In 1781 Peale added an exhibition gallery to his Philadelphia studio, where he housed 44 of his portraits of outstanding American leaders. His wife died in the 1790s as a result of her eleventh pregnancy, and Peale soon remarried. In all, he fathered 17 sons and daughters, who were named after famous painters chosen from the pages of a dictionary of painters.

Peale liked to present a tour de force in some paintings. The Staircase Group (1795) shows his sons Titian Ramsay and Raphaelle, life-size, climbing a narrow stairway. The painting was exhibited in a doorframe as a trompe l'oeil, and the shadows the figures cast and an accurately painted card on a step added to the effect. On one occasion, Peale's desire for novelty took a macabre turn. In Rachel Weeping (1772) he shows his first wife weeping over her dead child prominently laid out in the foreground. In the portrait of his brother James (1822) the sitter is shown in a novel way: he is seated at his desk at night, his face illuminated by a lamp.

Scientific Interests

Throughout his lifetime Peale maintained an enduring and active interest in many branches of science. He did silhouettes with the physiognotrace, a machine used to record profiles.
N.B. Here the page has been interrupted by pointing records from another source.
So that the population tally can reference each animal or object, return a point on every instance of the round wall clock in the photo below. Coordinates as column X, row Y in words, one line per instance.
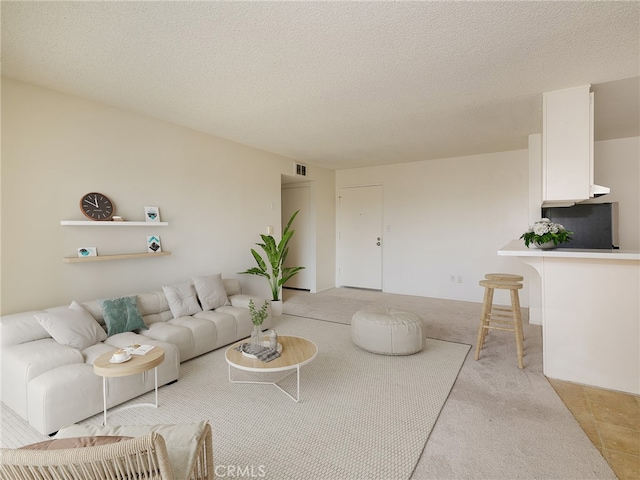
column 96, row 206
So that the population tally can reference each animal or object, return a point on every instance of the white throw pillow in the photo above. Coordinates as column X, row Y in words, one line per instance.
column 182, row 300
column 73, row 326
column 211, row 292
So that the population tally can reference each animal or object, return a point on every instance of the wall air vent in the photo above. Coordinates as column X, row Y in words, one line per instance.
column 300, row 169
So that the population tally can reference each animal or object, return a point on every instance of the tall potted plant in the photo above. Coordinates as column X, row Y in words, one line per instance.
column 273, row 268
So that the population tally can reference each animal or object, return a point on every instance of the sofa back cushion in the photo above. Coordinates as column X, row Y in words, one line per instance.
column 73, row 326
column 153, row 307
column 21, row 328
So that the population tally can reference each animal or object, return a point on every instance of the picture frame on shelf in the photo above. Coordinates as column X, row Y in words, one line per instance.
column 153, row 244
column 151, row 214
column 87, row 252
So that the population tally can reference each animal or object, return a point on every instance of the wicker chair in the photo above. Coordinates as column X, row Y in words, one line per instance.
column 141, row 458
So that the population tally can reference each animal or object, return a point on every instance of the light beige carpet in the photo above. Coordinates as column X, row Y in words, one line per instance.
column 361, row 415
column 499, row 422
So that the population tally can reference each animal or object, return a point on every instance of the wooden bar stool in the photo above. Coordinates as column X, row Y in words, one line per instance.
column 510, row 277
column 500, row 315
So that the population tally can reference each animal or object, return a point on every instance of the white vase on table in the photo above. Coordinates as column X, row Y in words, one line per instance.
column 276, row 307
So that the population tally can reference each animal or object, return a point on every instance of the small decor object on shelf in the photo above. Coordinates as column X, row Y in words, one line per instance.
column 151, row 214
column 87, row 252
column 153, row 244
column 257, row 317
column 546, row 234
column 96, row 206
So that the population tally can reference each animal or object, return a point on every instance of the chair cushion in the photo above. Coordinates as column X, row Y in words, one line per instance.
column 181, row 440
column 76, row 442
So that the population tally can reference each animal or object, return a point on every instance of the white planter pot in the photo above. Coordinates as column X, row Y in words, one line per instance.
column 276, row 307
column 545, row 246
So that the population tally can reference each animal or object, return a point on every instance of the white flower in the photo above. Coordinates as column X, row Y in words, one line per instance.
column 540, row 228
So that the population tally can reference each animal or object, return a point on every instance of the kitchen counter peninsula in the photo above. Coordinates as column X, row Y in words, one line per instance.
column 589, row 303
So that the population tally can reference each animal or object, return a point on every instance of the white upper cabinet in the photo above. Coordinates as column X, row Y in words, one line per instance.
column 567, row 145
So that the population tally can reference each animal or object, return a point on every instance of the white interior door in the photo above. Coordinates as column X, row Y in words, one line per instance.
column 360, row 237
column 301, row 246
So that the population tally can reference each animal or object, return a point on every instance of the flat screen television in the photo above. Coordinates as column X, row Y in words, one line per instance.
column 594, row 225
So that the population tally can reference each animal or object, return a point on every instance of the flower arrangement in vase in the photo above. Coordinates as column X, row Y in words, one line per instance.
column 257, row 318
column 546, row 234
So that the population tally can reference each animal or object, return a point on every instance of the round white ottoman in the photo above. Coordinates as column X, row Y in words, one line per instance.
column 388, row 331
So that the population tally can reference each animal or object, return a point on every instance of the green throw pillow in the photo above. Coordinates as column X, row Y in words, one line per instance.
column 122, row 315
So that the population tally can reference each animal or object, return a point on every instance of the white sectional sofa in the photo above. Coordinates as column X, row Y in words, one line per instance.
column 52, row 384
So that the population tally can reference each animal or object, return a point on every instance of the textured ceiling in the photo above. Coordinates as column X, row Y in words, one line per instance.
column 335, row 84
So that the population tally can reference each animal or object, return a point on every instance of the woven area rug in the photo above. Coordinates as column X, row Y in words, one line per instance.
column 360, row 415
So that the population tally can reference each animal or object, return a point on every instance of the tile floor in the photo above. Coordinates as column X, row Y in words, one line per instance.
column 611, row 420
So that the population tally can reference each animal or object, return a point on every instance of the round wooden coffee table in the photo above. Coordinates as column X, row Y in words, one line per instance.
column 296, row 352
column 139, row 363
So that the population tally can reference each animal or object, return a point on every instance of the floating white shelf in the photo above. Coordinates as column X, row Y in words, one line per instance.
column 90, row 223
column 120, row 256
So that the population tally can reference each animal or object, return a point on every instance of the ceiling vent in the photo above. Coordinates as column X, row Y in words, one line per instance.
column 300, row 169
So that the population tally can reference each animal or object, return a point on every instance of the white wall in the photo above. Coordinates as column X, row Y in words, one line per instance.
column 216, row 195
column 448, row 217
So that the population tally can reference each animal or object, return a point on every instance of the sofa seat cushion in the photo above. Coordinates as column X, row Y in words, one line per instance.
column 226, row 326
column 203, row 333
column 181, row 440
column 62, row 395
column 21, row 328
column 176, row 334
column 22, row 363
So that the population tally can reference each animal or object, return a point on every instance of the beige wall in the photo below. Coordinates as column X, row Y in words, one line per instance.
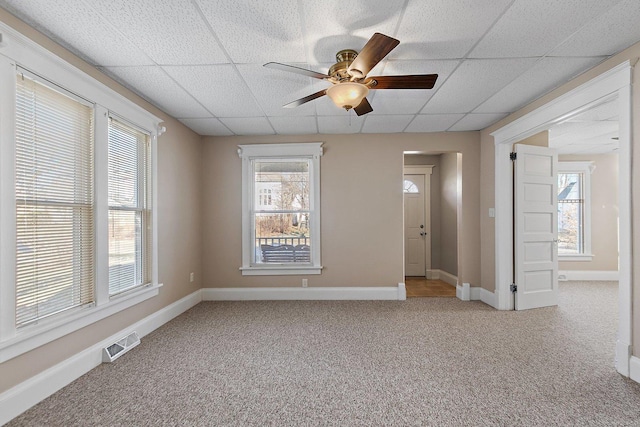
column 179, row 215
column 604, row 214
column 449, row 213
column 362, row 208
column 488, row 169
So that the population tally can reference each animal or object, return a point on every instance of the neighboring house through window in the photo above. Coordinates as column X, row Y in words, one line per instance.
column 574, row 211
column 281, row 208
He patented a fireplace, porcelain false teeth, and a new kind of wooden bridge; perfected the polygraph, a kind of portable writing desk which could make several copies of a manuscript at once; invented a rude motion picture technique; and wrote papers on engineering, hygiene, and other subjects.

In 1786 Peale established the first scientific museum in America. It contained living species of snakes, turtles, toads, and fish as well as stuffed birds and animals. The crowning touch was an entire mastodon skeleton, which he helped excavate on a farm in upstate New York in 1801. He depicted this event in an extraordinary painting, The Exhuming of the Mastodon (1806-1808). It contains 75 figures and shows the great wheel used to lift the water from the marl pit where the bones were embedded, the plank room, and the army tent where the excavators slept. It is loosely classified as one of the first American genre pieces. In the painting The Artist in His Museum (1822) Peale shows himself lifting a curtain to reveal the contents of his museum.

Peale fought to have his museum established as a state institution, and in 1802 it was transferred to the upper floor of the State House (the present Independence Hall). He established the Columbianum in 1795, America's first public exhibition of both modern paintings and the Old Masters. Out of this he organized the Pennsylvania Academy of the Fine Arts, which received its charter in 1806 and which stands today as the oldest art school in America. He died in Philadelphia on Feb. 22, 1827.

Further Reading

  • Charles Coleman Sellers, Charles Willson Peale (2 vols., 1947; 1 vol., rev. ed. 1969), is an extremely lively and well-documented account, with ample quotations from Peale's elaborate "Letterbooks." Peale is discussed in Charles H. Elam, comp., The Peale Family: Three Generations of American Artists (1967). For general background see Oliver W. Larkin, Art and Life in America (1949; rev. ed. 1960).
  • Peale, Charles Willson, Charles Willson Peale and his world, New York: H.N. Abrams, 1983.
  • Sellers, Charles Coleman, Mr. Peale's Museum: Charles Willson Peale and the first popular museum of natural science and art, New York: Norton, 1980.